A Autoridade Nacional de Emergência e Protecção Civil (ANEPC) determinou a passagem ao estado de alerta especial nível Vermelho do Dispositivo Especial de Combate a Incêndios Rurais nos distritos de Aveiro, Braga, Bragança, Castelo Branco, Coimbra, Guarda, Leiria, Portalegre, Porto, Santarém, Viana do Castelo, Vila Real e Viseu. Os distritos de Évora, Lisboa, Beja, Setúbal e Faro foram colocados em alerta laranja.
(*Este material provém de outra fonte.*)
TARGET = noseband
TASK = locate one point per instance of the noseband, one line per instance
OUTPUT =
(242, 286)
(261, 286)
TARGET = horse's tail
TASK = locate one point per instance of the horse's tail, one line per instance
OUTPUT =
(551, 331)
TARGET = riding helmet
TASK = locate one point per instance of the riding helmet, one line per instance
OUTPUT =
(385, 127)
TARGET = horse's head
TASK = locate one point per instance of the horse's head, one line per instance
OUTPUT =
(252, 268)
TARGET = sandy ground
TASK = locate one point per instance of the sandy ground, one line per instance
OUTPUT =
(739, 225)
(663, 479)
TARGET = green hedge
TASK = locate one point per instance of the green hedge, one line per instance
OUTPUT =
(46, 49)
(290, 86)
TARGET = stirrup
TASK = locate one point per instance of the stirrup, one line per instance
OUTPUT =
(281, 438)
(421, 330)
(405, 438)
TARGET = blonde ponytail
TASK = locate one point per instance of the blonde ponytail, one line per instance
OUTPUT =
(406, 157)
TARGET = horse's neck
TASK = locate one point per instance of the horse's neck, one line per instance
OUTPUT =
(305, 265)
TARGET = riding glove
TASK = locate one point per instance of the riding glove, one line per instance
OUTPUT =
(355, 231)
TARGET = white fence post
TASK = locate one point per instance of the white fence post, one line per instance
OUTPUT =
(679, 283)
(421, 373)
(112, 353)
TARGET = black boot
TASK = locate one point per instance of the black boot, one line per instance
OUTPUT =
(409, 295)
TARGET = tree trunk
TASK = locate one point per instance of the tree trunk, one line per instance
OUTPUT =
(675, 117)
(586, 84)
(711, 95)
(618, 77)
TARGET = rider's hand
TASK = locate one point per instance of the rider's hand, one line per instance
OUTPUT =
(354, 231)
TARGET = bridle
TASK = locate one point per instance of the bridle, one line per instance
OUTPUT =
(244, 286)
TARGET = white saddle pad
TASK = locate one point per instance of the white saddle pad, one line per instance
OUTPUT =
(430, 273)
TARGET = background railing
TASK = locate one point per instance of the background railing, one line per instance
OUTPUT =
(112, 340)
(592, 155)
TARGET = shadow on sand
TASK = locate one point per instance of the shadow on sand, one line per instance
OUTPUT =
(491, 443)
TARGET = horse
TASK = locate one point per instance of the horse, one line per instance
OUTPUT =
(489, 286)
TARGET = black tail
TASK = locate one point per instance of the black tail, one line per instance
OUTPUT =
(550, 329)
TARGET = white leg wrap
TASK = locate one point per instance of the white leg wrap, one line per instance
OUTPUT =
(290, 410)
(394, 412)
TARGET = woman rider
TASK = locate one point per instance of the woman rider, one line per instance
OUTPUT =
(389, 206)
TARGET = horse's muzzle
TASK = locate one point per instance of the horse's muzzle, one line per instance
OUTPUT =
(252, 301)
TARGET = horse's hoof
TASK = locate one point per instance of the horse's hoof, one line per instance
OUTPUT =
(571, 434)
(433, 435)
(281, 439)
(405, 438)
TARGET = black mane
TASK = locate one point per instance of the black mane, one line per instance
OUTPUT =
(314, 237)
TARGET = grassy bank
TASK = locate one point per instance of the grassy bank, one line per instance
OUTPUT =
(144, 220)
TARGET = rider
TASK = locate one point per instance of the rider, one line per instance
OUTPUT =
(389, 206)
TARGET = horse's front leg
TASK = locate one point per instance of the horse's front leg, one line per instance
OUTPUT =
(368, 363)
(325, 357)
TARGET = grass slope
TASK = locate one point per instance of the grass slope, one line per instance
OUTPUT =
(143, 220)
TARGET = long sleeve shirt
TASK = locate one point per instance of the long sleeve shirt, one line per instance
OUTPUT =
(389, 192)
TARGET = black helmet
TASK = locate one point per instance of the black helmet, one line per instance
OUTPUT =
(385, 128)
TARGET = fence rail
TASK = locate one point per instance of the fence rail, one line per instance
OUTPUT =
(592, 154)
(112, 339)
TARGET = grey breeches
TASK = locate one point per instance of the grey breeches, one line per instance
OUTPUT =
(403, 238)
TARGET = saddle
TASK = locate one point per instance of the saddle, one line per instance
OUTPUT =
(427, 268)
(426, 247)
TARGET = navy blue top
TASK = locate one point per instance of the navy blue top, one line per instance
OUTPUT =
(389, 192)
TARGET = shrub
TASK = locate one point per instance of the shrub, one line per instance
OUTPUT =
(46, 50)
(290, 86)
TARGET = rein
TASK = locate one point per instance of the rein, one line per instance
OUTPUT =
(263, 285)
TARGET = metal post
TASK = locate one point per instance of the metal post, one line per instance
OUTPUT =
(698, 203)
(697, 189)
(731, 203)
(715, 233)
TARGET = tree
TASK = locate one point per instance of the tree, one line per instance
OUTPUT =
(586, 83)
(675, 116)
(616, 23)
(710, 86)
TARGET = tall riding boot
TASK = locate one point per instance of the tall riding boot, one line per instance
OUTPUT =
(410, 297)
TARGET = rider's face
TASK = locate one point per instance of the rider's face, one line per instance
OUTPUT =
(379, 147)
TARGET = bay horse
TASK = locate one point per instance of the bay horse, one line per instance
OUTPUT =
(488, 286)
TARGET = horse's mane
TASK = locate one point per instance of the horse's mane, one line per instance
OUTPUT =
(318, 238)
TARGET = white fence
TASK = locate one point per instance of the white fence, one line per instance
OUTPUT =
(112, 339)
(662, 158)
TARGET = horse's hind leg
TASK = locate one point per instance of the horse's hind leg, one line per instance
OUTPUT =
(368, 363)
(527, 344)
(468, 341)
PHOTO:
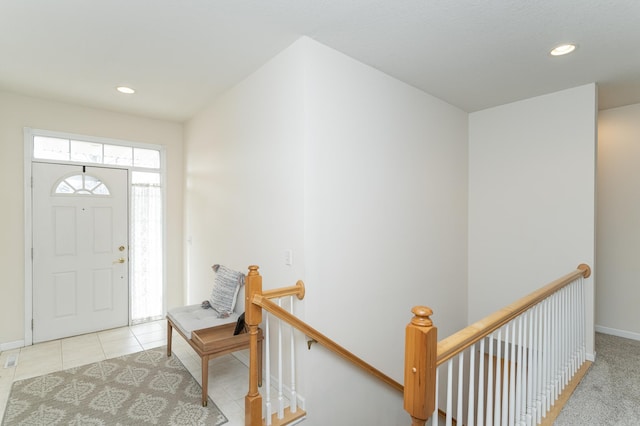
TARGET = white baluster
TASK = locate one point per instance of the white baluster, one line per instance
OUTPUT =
(460, 387)
(513, 393)
(531, 366)
(498, 395)
(449, 417)
(293, 404)
(481, 383)
(490, 378)
(435, 412)
(280, 393)
(519, 390)
(267, 373)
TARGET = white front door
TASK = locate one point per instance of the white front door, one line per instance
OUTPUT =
(80, 250)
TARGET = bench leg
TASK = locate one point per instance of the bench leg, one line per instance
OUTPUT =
(260, 363)
(205, 379)
(169, 334)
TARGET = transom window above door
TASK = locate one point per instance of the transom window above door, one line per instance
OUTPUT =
(50, 148)
(81, 184)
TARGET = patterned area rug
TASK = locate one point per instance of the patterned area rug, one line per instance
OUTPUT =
(145, 388)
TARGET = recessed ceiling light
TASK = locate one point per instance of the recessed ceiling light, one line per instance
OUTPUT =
(563, 49)
(126, 90)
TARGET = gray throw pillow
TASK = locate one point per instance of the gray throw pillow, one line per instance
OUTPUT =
(226, 285)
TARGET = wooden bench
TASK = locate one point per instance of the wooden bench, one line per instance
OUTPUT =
(214, 341)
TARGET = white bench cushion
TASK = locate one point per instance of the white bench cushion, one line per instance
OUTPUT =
(193, 317)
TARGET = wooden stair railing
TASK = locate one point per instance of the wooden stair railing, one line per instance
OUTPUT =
(423, 354)
(255, 300)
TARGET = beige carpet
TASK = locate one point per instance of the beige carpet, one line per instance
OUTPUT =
(145, 388)
(609, 394)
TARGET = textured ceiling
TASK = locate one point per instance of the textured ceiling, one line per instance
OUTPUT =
(180, 55)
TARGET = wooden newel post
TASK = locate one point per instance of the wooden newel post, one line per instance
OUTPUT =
(253, 318)
(421, 354)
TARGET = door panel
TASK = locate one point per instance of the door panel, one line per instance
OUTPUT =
(80, 277)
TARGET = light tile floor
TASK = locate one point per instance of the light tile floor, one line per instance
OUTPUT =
(228, 376)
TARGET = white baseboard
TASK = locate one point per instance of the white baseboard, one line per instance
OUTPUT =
(243, 357)
(7, 346)
(620, 333)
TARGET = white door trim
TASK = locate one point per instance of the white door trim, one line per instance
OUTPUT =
(28, 238)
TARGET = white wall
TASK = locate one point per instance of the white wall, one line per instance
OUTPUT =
(365, 179)
(17, 112)
(385, 224)
(531, 197)
(618, 235)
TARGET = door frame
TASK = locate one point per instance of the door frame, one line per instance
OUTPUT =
(29, 133)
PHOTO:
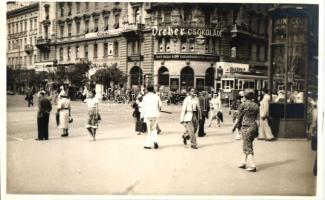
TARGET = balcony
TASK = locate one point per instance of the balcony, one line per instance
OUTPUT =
(29, 48)
(43, 43)
(244, 30)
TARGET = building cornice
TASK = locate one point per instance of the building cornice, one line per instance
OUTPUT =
(23, 10)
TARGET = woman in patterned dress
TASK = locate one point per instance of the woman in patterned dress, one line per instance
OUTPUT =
(64, 110)
(93, 115)
(246, 121)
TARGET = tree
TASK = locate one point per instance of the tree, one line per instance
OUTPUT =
(105, 75)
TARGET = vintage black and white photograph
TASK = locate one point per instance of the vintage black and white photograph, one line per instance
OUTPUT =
(175, 99)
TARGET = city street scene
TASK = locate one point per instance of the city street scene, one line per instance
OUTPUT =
(153, 98)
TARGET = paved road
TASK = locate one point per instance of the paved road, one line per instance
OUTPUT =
(117, 163)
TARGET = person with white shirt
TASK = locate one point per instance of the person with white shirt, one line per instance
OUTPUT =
(93, 114)
(190, 116)
(151, 104)
(215, 105)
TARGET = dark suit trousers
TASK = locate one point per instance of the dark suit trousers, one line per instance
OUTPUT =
(201, 126)
(43, 126)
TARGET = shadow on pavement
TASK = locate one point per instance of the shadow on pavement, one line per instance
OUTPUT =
(273, 164)
(213, 144)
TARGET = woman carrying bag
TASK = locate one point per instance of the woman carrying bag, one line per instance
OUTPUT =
(64, 110)
(93, 115)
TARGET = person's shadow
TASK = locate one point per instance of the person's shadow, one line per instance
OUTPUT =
(273, 164)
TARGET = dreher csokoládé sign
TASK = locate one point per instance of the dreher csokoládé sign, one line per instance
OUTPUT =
(175, 31)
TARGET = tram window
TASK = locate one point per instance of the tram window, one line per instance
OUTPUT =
(251, 85)
(245, 85)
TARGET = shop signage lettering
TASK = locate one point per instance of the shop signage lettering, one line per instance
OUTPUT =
(171, 31)
(236, 69)
(112, 31)
(185, 57)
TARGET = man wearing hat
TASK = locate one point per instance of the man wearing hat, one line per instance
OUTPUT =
(43, 114)
(215, 104)
(205, 107)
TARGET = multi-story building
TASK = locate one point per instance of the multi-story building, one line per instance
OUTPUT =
(171, 44)
(22, 27)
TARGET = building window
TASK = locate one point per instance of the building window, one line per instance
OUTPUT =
(62, 9)
(31, 24)
(77, 52)
(69, 53)
(187, 14)
(78, 7)
(167, 15)
(105, 50)
(78, 28)
(116, 49)
(61, 54)
(233, 52)
(95, 25)
(62, 31)
(106, 23)
(69, 30)
(35, 23)
(207, 17)
(253, 52)
(183, 44)
(192, 44)
(117, 21)
(86, 51)
(69, 8)
(167, 44)
(86, 26)
(95, 50)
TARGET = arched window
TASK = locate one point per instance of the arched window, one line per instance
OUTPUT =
(163, 76)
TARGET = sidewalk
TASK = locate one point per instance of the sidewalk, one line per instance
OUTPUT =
(117, 163)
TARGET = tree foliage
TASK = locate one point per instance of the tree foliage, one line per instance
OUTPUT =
(106, 75)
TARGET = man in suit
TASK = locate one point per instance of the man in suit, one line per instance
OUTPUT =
(43, 114)
(205, 107)
(151, 104)
(190, 116)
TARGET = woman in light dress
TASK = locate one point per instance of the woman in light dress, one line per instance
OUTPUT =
(93, 114)
(64, 109)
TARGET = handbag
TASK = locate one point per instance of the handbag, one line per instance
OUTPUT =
(70, 119)
(57, 118)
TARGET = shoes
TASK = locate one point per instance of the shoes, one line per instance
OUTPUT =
(185, 138)
(242, 166)
(251, 169)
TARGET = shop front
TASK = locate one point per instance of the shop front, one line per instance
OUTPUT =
(288, 71)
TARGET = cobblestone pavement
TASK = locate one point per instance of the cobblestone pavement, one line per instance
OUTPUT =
(116, 163)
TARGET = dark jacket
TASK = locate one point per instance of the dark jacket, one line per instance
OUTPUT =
(44, 107)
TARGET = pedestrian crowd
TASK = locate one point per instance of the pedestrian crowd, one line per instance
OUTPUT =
(250, 119)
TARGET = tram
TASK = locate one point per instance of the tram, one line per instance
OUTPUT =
(234, 83)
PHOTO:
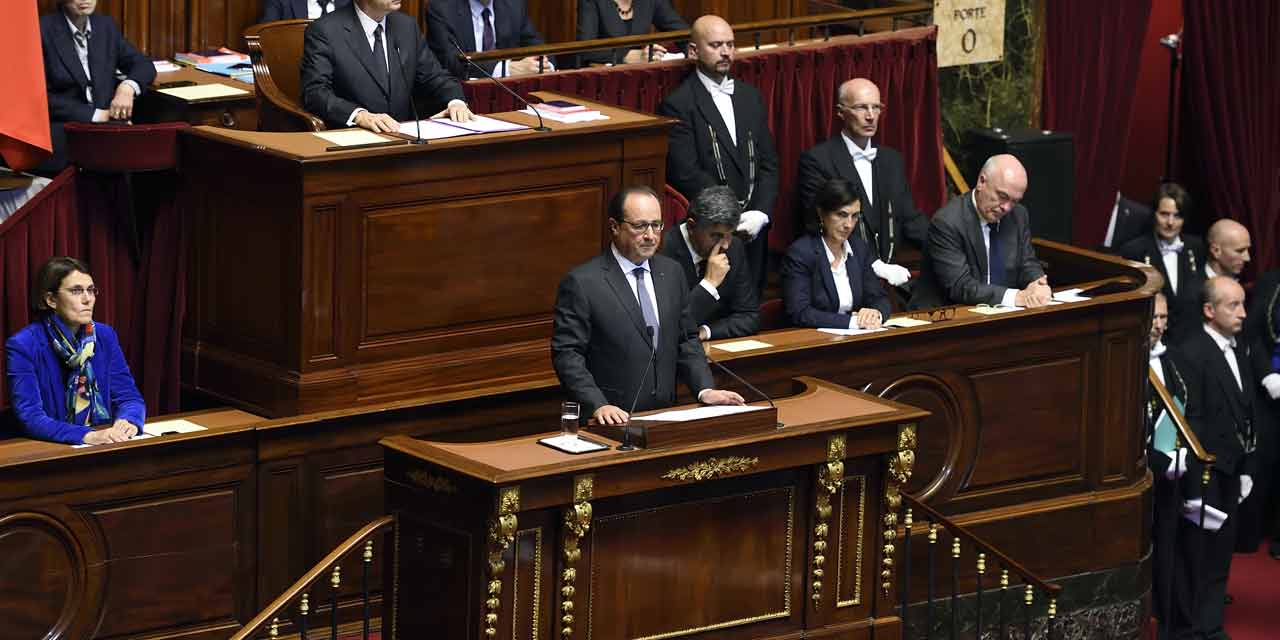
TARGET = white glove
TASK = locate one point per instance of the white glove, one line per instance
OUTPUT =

As medidas de carácter excepcional neste âmbito incluem a elevação do grau de prontidão e resposta operacional por parte da GNR e da PSP, com reforço de meios para operações de vigilância, fiscalização, patrulhamentos dissuasores de comportamentos e de apoio geral às operações de protecção e socorro que possam vir a ser desencadeadas, considerando-se para o efeito autorizada a interrupção da licença de férias e/ou suspensão de folgas e períodos de descanso; a proibição da realização de queimadas e de queimas de sobrantes de exploração; a proibição total da utilização de fogo-de-artifício ou outros artefactos pirotécnicos, independentemente da sua forma de combustão, bem como a suspensão das autorizações que tenham sido emitidas; a dispensa dos trabalhadores dos sectores público e privado que desempenhem cumulativamente as funções de bombeiro voluntário; a proibição do acesso, circulação e permanência no interior dos espaços florestais, previamente definidos nos Planos Municipais de Defesa da Floresta contra Incêndios (PMDFCI), bem como nos caminhos florestais, caminhos rurais; o recurso aos meios disponíveis previstos no Plano Nacional e nos Planos Distritais de Emergência e Protecção Civil; a realização pela GNR de acções de patrulhamento (vigilância) e fiscalização aérea através de meios da Força Aérea, nos distritos em Estado de Alerta Especial (EAE), incidindo nos locais sinalizados com um risco de incêndio muito elevado e máximo; a mobilização em permanência das equipas de sapadores florestais; a proibição de realização de trabalhos nos espaços florestais, com excepção dos associados a situações de combate a incêndios rurais, com recurso a motorroçadoras de lâminas ou discos metálicos, corta-matos, destroçadores e máquinas com lâmina ou pá frontal.